PyPI version License: MIT

skim-haystack is the official Haystack integration for Skim — the canonical x402 clean reader API. It provides one component, SkimReader, that fetches any web page and returns it as a Haystack Document (clean Markdown in content, structured metadata in meta). Each call costs $0.002 in USDC on Base, paid automatically by your local wallet over HTTP 402.


Install

pip install skim-haystack

This pulls in the x402 client with EVM support, so there's nothing else to install.


Quickstart (60 seconds)

1. Fund a Base wallet with $1 of USDC

A dollar funds roughly 500 reads. Full step-by-step (with screenshots, for non-crypto-native devs): https://skim402.com/wallet.

Use a fresh wallet, not your personal one. This wallet's private key signs payment authorizations on your machine — treat it like a hot wallet for paying $0.002 tolls, not a savings account.

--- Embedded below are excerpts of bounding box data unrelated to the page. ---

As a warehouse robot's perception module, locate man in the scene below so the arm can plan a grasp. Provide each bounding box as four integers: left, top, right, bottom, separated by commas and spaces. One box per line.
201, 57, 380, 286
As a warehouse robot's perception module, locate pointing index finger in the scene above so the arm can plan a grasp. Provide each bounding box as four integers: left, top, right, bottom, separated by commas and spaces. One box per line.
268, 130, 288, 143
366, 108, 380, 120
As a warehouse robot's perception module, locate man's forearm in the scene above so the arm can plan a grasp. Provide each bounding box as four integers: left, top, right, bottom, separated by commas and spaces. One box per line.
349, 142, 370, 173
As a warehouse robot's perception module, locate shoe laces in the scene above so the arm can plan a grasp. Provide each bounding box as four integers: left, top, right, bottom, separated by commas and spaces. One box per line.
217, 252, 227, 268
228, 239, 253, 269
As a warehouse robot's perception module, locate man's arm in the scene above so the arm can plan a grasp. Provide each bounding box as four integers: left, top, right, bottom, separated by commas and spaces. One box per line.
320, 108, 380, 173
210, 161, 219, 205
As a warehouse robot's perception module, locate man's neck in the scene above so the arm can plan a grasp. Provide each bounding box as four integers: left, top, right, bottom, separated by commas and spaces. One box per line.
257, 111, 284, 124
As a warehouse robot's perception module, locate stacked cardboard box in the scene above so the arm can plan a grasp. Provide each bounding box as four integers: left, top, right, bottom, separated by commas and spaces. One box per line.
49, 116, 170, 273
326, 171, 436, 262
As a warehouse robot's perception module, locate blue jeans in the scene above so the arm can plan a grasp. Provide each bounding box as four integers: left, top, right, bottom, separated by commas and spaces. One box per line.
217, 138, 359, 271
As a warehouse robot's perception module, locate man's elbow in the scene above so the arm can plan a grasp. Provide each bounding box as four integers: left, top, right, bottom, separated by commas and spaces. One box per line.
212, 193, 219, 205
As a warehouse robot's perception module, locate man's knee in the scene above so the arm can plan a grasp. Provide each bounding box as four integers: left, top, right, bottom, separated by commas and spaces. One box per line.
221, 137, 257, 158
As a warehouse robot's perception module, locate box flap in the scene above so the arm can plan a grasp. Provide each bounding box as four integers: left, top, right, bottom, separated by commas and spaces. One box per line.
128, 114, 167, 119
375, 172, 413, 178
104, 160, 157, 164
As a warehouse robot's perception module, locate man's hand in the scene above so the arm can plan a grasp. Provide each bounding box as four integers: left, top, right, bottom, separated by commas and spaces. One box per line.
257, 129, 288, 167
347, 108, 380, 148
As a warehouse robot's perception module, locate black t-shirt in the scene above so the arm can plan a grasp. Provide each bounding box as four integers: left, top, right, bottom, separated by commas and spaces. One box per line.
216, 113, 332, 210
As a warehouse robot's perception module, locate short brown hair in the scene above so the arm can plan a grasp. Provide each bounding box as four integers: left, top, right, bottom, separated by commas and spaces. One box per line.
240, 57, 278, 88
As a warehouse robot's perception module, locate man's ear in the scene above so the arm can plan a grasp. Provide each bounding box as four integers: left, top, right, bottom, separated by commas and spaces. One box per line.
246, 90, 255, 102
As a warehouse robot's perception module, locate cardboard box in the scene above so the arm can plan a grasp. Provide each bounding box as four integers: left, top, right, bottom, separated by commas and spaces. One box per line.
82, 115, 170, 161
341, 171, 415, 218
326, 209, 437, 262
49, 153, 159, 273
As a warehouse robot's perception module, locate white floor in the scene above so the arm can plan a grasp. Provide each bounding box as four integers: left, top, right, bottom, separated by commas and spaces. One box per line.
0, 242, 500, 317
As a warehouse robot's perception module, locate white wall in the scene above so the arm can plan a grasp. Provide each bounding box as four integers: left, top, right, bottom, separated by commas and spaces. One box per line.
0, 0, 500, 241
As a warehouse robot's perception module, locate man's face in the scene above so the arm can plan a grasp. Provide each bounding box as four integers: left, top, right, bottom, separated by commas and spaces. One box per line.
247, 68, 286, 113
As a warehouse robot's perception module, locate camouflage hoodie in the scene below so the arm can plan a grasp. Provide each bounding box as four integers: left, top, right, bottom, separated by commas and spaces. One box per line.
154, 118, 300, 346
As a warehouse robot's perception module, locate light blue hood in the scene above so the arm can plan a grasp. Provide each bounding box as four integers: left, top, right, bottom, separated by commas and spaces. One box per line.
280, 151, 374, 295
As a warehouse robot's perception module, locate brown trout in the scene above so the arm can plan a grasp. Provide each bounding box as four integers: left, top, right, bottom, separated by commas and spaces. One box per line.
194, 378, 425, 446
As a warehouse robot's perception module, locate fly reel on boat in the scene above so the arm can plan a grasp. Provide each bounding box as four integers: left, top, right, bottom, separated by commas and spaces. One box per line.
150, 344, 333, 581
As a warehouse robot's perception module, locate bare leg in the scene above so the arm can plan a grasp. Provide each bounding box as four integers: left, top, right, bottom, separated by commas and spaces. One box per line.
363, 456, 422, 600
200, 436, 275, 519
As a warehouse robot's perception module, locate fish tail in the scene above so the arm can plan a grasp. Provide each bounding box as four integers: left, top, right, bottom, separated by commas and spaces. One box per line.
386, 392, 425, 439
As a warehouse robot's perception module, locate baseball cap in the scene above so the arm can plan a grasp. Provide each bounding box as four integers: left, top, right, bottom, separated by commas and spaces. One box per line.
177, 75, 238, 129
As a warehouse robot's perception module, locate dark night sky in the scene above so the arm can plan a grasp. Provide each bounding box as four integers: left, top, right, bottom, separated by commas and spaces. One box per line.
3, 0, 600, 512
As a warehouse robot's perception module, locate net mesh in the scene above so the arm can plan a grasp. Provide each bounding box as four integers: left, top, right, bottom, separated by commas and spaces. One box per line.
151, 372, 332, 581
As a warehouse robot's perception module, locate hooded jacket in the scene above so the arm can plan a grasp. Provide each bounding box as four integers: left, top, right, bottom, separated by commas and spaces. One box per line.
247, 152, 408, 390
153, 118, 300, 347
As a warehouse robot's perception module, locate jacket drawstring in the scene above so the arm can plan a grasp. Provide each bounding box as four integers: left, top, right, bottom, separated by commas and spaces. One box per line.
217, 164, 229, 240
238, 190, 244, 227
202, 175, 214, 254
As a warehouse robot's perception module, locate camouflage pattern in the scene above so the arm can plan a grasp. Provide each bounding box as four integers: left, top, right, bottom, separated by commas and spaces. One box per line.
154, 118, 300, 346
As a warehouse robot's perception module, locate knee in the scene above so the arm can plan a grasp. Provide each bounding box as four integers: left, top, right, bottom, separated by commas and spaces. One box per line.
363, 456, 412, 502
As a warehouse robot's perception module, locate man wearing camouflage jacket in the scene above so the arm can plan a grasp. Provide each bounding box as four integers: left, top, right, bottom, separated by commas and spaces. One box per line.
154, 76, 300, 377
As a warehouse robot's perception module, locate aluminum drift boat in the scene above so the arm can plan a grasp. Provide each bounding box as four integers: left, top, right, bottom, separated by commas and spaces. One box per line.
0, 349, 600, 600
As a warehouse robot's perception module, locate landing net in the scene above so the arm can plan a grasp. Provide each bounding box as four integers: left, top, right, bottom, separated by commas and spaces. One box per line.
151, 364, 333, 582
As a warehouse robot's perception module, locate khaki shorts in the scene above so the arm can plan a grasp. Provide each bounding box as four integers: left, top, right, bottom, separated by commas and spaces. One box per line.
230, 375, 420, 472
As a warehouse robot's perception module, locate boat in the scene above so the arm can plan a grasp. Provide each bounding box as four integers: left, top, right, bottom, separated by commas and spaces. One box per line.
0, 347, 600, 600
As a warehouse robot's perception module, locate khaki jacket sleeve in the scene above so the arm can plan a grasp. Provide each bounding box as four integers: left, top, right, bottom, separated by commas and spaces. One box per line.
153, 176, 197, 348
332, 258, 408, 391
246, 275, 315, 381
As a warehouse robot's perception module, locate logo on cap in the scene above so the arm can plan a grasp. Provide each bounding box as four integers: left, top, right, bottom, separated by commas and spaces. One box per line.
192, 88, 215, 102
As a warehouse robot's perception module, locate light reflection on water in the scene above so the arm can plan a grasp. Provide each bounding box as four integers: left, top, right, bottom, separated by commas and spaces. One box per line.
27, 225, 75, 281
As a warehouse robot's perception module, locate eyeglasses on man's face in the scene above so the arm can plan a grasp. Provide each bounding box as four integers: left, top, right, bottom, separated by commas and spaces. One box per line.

2. Point the component at your wallet

export SKIM_WALLET_PRIVATE_KEY=0xYOUR_BASE_WALLET_PRIVATE_KEY

3. Use it

from skim_haystack import SkimReader

reader = SkimReader()  # reads SKIM_WALLET_PRIVATE_KEY from the environment

result = reader.run(urls="https://en.wikipedia.org/wiki/HTTP_402")
print(result["documents"][0].content)

The component signs an EIP-3009 USDC authorization for $0.002, Skim returns clean Markdown, and you get back a Document with the article body in content and metadata in meta. The payment shows up in your wallet's transaction history on BaseScan.


Use it in a pipeline

SkimReader is a standard Haystack component, so it drops straight into a Pipeline. Here it fetches a page and feeds the cleaned Markdown into a prompt:

from haystack import Pipeline
from haystack.components.builders import PromptBuilder
from haystack.components.generators import OpenAIGenerator
from skim_haystack import SkimReader

pipe = Pipeline()
pipe.add_component("reader", SkimReader())
pipe.add_component("prompt", PromptBuilder(
    template="Summarize this article in 5 bullets:\n\n{{ documents[0].content }}"
))
pipe.add_component("llm", OpenAIGenerator(model="gpt-4o-mini"))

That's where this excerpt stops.